Winter & Winter
But then, action and reaction are two sides of the same coin. In the second part of this suite, to cite only one example of Graewe's reactive and proactive tendencies, he augments and subverts a rhythmic pattern established by Hemingway and Reijseger, with the simple tactic of adding a slower layer. Registrally close, if not in immediate proximity, to Hemingway's celesta and Reijseger's plucked cello, Graewe begins with one note, then brings in another, allowing the texture to bloom and slowly expand. It is a truly magical moment.
It is counterproductive to single out any one member of this trio as some kind of leader. As much now as ever, the group thrives on unity in diversity, on each member's willingness to do what is outlined above. Hemingway's playing is at its most subtly inventive, a huge contrast to, say, his work with Braxton, but no less inventive. Reijseger lives in two worlds, maintaining an open-door policy between tonality and cluster, both making memorable appearances throughout this riveting set.

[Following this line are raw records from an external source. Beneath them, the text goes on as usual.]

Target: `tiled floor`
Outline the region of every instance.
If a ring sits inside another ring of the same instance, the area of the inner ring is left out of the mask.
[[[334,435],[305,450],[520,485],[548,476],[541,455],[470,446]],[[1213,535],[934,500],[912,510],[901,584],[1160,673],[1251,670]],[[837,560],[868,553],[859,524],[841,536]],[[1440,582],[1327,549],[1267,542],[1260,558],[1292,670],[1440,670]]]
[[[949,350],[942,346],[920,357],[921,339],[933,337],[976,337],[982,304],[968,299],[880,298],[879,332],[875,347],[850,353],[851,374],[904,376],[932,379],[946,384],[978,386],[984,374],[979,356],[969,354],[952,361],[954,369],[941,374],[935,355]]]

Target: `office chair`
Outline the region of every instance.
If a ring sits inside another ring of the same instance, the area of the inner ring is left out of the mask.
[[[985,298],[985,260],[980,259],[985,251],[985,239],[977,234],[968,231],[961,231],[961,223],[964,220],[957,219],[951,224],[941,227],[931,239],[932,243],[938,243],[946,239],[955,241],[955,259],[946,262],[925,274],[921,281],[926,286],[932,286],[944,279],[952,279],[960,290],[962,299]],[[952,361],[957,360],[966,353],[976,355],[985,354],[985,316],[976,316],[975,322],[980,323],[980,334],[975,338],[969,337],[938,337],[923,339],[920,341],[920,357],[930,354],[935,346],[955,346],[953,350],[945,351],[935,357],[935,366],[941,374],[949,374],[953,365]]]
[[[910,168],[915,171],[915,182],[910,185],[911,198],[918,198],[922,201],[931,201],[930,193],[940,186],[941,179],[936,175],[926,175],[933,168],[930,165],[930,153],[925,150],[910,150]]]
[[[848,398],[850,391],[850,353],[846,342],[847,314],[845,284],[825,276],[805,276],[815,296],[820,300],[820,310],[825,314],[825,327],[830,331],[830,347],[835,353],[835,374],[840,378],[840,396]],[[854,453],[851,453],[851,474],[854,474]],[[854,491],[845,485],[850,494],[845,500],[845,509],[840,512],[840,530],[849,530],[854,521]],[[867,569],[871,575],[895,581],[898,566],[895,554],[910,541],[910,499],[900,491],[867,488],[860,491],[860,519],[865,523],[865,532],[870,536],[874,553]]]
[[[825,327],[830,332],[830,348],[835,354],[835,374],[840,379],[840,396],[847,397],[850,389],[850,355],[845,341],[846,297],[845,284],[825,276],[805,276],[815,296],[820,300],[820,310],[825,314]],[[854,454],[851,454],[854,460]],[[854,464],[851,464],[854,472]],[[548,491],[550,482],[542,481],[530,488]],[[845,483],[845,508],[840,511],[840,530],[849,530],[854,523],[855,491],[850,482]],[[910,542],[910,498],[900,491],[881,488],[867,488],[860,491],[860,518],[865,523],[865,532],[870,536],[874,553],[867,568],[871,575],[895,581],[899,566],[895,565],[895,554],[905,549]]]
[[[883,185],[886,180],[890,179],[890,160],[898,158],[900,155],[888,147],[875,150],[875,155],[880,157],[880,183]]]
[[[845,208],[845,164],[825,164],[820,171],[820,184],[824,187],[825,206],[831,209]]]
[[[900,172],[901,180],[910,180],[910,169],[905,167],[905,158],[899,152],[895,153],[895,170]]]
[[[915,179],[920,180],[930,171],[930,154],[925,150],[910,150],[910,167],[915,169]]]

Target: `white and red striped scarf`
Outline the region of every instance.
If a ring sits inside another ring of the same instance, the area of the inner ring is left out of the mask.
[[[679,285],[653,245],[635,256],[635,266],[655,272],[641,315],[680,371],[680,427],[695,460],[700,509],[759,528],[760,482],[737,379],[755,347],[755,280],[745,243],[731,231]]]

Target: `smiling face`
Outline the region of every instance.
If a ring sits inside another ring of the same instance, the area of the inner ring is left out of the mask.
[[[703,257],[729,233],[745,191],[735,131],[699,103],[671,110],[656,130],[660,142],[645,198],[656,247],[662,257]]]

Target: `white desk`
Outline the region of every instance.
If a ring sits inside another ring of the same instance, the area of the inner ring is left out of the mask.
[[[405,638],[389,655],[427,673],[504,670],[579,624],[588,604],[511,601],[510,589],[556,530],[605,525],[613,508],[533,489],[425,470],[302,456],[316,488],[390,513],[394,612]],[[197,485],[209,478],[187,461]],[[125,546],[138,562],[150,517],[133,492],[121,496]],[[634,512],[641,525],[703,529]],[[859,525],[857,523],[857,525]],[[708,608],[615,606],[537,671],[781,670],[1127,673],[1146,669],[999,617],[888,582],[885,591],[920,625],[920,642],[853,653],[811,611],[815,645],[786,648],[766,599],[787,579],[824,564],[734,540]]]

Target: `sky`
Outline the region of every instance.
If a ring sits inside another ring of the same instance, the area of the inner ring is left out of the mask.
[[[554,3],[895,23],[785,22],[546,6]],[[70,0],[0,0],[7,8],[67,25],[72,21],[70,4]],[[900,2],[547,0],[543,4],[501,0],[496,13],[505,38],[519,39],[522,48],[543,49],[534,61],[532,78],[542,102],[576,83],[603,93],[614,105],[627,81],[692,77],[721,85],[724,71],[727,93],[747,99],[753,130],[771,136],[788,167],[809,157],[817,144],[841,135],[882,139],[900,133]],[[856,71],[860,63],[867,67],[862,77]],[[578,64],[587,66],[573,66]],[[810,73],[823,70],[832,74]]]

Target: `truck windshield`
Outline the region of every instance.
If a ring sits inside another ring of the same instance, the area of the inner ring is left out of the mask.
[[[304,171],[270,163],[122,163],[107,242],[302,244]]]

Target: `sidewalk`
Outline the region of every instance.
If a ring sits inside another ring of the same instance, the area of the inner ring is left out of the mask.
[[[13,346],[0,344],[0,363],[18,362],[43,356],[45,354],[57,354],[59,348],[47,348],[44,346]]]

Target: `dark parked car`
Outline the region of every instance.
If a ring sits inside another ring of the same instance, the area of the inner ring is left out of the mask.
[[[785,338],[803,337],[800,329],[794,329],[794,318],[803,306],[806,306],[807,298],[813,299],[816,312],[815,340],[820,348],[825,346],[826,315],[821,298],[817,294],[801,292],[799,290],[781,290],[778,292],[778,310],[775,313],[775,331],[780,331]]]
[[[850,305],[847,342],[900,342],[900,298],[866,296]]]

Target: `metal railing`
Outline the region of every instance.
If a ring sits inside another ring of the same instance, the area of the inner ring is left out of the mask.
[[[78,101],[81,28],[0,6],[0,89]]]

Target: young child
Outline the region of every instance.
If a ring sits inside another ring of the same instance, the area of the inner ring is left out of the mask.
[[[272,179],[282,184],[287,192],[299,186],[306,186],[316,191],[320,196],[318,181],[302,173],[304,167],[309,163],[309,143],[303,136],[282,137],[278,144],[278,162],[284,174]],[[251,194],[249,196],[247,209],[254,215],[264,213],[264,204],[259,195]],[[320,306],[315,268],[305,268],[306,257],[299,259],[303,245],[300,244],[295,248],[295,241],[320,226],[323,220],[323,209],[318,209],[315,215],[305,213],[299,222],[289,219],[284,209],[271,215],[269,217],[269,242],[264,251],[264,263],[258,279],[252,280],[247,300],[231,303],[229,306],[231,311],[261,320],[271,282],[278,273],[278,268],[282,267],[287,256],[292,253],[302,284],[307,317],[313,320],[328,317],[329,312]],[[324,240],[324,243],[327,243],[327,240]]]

It is extremely gratifying to hear these three masters of spontaneous composition (not to mention more conventional forms of composition!) in documented communication again after too long a pause. Winter & Winter says that three hours of music were recorded. Not to appear greedy, but might another disc be hidden in there somewhere?
Track Listing: Continuum Phase One through Ten.
Personnel: Georg Graewe: piano; Ernst Reijseger: cello; Gerry Hemingway: drums, percussion, marimbaphone, celesta.